3.2 MoS2 deposited on MWCNTs
In order to further increase the area of non-van-der-Waals planes where the catalytically active centers are located, MoS2 nanosheets were grown by the precipitation reaction described above on MWCNT substrates of different diameters. Four different series of samples were produced varying the MWCNT diameter from <8 nm to ≥50 nm. The diameters of the MWCNTs used as substrates for MoS2 nanosheets, namely ARKM00x, are shown in Table 1.

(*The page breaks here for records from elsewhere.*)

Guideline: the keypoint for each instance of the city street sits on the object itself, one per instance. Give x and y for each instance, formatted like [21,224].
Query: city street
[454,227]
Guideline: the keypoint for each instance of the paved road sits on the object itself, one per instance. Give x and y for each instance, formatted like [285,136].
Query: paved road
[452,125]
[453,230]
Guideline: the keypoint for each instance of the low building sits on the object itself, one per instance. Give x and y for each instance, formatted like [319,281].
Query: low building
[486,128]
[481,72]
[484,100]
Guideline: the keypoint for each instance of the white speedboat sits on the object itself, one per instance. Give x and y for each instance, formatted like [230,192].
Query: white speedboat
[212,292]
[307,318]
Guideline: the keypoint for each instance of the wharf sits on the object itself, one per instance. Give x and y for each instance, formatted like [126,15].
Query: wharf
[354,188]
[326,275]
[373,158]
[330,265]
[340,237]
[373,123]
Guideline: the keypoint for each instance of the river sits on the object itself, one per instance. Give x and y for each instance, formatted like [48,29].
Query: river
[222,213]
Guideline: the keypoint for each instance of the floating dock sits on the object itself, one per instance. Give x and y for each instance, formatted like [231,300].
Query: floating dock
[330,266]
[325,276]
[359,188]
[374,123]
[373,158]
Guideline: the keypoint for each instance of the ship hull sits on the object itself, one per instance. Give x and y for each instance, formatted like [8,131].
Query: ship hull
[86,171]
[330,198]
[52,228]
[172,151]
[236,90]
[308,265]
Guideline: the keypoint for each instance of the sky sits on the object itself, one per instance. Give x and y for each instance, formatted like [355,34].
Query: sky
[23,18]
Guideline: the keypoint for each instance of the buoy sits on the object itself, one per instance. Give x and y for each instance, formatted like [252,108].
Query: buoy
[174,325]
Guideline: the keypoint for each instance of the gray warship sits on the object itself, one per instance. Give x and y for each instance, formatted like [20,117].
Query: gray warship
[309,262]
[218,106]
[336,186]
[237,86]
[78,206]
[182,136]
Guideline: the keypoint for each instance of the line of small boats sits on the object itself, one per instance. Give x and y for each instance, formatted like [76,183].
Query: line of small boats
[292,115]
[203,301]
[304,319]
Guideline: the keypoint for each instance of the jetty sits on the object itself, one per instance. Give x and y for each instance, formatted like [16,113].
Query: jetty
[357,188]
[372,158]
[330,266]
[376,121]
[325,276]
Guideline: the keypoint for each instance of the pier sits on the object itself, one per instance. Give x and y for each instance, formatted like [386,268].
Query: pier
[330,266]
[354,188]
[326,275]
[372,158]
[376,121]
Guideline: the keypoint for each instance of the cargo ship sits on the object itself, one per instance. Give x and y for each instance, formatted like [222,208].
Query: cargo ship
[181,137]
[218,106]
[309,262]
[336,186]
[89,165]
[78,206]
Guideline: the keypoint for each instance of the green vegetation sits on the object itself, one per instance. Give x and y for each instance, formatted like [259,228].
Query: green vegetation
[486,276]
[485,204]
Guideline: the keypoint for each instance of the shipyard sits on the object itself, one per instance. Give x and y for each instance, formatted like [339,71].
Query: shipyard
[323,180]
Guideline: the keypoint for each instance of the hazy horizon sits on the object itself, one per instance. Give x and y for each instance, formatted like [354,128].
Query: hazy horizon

The diameters of MWCNTs used as carriers for MoS2.
| MWCNT | Diameter (nm) |
|---|---|
| ARKM001 | <8 |
| ARKM002 | 10–20 |
| ARKM004 | 40–50 |
| ARKM005 | >50 |
The MoS2 samples deposited on MWCNTs were compared with the DS-315 powder sample prepared by the same protocol. According to the XRD patterns in Figure 5, they all show both the 00.2-reflection and the representative reflections of (hk.0) and (h0.l) lattice planes as well. The (hk.0) reflections referred to lattice planes parallel to the c-axis of related crystallites. In case of (h0.1) reflections, the planes intersect the ao- as well as the co-axis. In addition to the characteristics of MoS2, the XRD patterns also exhibit peaks belonging to MoO2. The presence of this phase can be explained by residual reactant sodium molybdate (Na2MoO4) in the batch or by a partial oxidation of the nanosheets in contact with air. Figure 5b displays the corresponding Raman spectra of MoS2 deposited on different MWCNTs. All samples show the MoS2 typical vibrational modes, which could be addressed as E2g1 and A1g. Compared with the Raman spectrum of a MoS2 single crystal they are red shifted and show a broadening of the peaks indicating structural defects, partial oxidation or deviations from stoichiometry as also discussed in Figure 3b [27], [29], [31], [32], [33], [34]. In Figure S1 of the supporting information, the Raman spectra of the MWCNT supports are also shown. From the spectra it can be concluded that the most perfect nanotubes had a diameter ≤8 nm [35], [36]. As explained in the following, structural nanotube perfection presumably does indirectly influence the performance of the HER catalyst (see below).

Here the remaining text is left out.